Draw a Custom Dashboard Widget With Canvas2D

When no built-in widget fits, a paint(ctx, w, h) script can draw anything: the Canvas2D drawing model, theme palette, and live dataset access explained.

A paint function's code drawing a live dial gauge on a canvas panel

Dashboards are built from a vocabulary of standard widgets: plots, gauges, bars, compasses, LED panels. Serial Studio ships more than twenty of them, and most instruments you will ever need are in that set. But every so often the right visualization for your data simply does not exist as a prefab: a seven-segment readout, a polar plot, an attitude indicator drawn your way. The escape hatch is the Painter widget, a blank canvas that runs a drawing script you write, and if you have ever drawn on a <canvas> element in a browser, you already know how to use it.

Immediate mode: redraw everything, every time

The Painter follows the Canvas2D model, which is immediate mode: nothing you draw persists. The widget calls your paint function at the refresh rate (60 Hz by default, configurable from 1 to 240), hands it a drawing context and the current width and height, and expects the function to redraw the entire widget from scratch:

function paint(ctx, w, h) {
  ctx.fillStyle = theme.widget_base;
  ctx.fillRect(0, 0, w, h);

  if (datasets.length === 0) return;

  const ds = datasets[0];
  const frac = (ds.value - ds.min) / (ds.max - ds.min || 1);

  ctx.fillStyle = theme.accent;
  ctx.fillRect(16, h - 24, (w - 32) * frac, 8);

  ctx.font = "16px monospace";
  ctx.fillStyle = theme.widget_text;
  ctx.fillText(ds.value.toFixed(2) + " " + ds.units, 16, 24);
}

That is a complete widget: a horizontal bar with a numeric readout. The two guards are earning their keep, not padding the example: a freshly added widget has no datasets bound yet, so datasets[0] would be undefined on the first paint, and a dataset whose min equals its max would otherwise divide by zero. The ctx object exposes the familiar Canvas2D surface, fillRect, beginPath, moveTo, lineTo, arc, stroke, fillText, fill and stroke styles, fonts, and text alignment, mapped onto the application's native renderer. Redrawing everything at 60 Hz sounds wasteful and is not; simple vector drawing is far below what the renderer can do, and immediate mode is why the code stays this short. There is no scene graph to update, no invalidation logic, no state to keep consistent. The current data comes in, the picture goes out.

Data in, state on the side

Inside the script, datasets is an array of the datasets bound to the widget, each carrying value, min, max, title, and units, so one script scales to however many channels you attach. Drawing wants the current value, but some visuals also need memory: a peak-hold marker, a decaying trail, a scrolling history. For that there is a second, optional hook, onFrame(), which runs when a new frame of data arrives (with timing available via frame.timestampMs). The clean division of labor is the one the bundled scripts use: onFrame updates state in top-level variables, paint only reads them and draws.

Match the theme instead of fighting it

Hardcoded colors look right in one theme and wrong in the other. The script therefore gets a theme object with the active palette: widget_base, alternate_base, widget_border, widget_text, widget_highlight, accent, alarm, placeholder_text. Route every color through it, as the example above does, and your widget follows light mode, dark mode, and any custom theme without a line of per-theme code.

Sharp edges worth knowing

Two practical notes save the most debugging time. First, ctx.arc maps to the native renderer's arc-path primitive, which means a partial arc should be preceded by a moveTo to the arc's start point; otherwise the path connects from wherever it was, and you get a chord you did not ask for. The bundled dial gauge script documents this trick in place. Second, the widget guards itself against runaway scripts: a paint call that has not returned after 250 milliseconds is terminated, and consistently slow paints (over 30 ms) earn a warning first. An infinite loop in your drawing code costs you one widget, not the dashboard, and the incoming data stream never stops behind it.

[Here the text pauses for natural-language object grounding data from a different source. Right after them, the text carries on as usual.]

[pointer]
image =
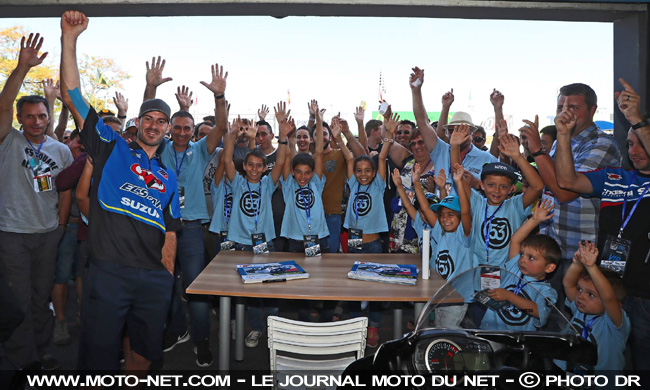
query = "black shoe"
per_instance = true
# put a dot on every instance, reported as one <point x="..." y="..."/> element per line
<point x="172" y="340"/>
<point x="203" y="353"/>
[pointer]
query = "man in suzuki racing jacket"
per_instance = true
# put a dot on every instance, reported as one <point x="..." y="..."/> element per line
<point x="134" y="215"/>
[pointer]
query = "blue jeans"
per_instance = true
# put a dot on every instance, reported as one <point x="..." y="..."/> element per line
<point x="190" y="261"/>
<point x="334" y="226"/>
<point x="374" y="312"/>
<point x="638" y="309"/>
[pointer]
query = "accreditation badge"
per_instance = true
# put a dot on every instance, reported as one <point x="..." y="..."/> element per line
<point x="615" y="254"/>
<point x="312" y="245"/>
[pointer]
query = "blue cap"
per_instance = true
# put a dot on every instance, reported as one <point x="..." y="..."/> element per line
<point x="451" y="202"/>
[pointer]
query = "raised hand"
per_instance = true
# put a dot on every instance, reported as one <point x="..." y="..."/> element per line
<point x="588" y="253"/>
<point x="154" y="73"/>
<point x="496" y="98"/>
<point x="51" y="90"/>
<point x="629" y="102"/>
<point x="544" y="210"/>
<point x="263" y="112"/>
<point x="121" y="103"/>
<point x="218" y="83"/>
<point x="530" y="134"/>
<point x="29" y="50"/>
<point x="417" y="78"/>
<point x="390" y="122"/>
<point x="73" y="23"/>
<point x="280" y="111"/>
<point x="397" y="178"/>
<point x="441" y="179"/>
<point x="359" y="113"/>
<point x="184" y="98"/>
<point x="565" y="122"/>
<point x="416" y="173"/>
<point x="448" y="98"/>
<point x="460" y="135"/>
<point x="457" y="171"/>
<point x="509" y="146"/>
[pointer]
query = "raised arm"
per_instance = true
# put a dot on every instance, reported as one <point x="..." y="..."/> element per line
<point x="51" y="91"/>
<point x="428" y="133"/>
<point x="447" y="100"/>
<point x="406" y="202"/>
<point x="27" y="59"/>
<point x="283" y="145"/>
<point x="122" y="105"/>
<point x="73" y="23"/>
<point x="429" y="214"/>
<point x="589" y="257"/>
<point x="543" y="212"/>
<point x="567" y="177"/>
<point x="463" y="199"/>
<point x="391" y="125"/>
<point x="154" y="77"/>
<point x="359" y="114"/>
<point x="509" y="147"/>
<point x="218" y="87"/>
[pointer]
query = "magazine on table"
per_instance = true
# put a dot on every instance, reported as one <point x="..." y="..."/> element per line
<point x="385" y="273"/>
<point x="271" y="272"/>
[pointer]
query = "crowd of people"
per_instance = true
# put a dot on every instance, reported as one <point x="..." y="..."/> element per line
<point x="134" y="210"/>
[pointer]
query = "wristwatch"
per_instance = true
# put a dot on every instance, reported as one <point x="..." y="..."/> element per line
<point x="541" y="151"/>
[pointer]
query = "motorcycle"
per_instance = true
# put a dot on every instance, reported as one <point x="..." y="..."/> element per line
<point x="456" y="339"/>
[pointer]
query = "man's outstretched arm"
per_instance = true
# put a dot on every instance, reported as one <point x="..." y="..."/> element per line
<point x="73" y="23"/>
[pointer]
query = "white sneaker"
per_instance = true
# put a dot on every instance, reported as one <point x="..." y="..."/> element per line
<point x="253" y="338"/>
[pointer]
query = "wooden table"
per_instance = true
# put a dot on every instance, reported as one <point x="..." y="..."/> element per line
<point x="327" y="281"/>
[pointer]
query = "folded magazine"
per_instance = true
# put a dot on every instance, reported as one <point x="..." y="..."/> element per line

Start from a template, not from zero

The fastest route is to open one of the eighteen bundled painter templates and bend it toward what you need. The set is a tour of what the API can do: an oscilloscope, a radar sweep with afterglow, an artificial horizon, a heatmap, a segmented VU meter with peak hold, a seven-segment display, a polar plot, an XY scope with a Lissajous mode, sparkline grids, status grids, progress rings. Each is a single readable file built on the same two hooks described here.

The Painter widget is part of Serial Studio Pro. The Painter reference documents the full context API and the template gallery; if your custom widget needs calibrated values rather than raw ones, dataset transforms happen upstream of the widget, so the values arriving in datasets are already the real units.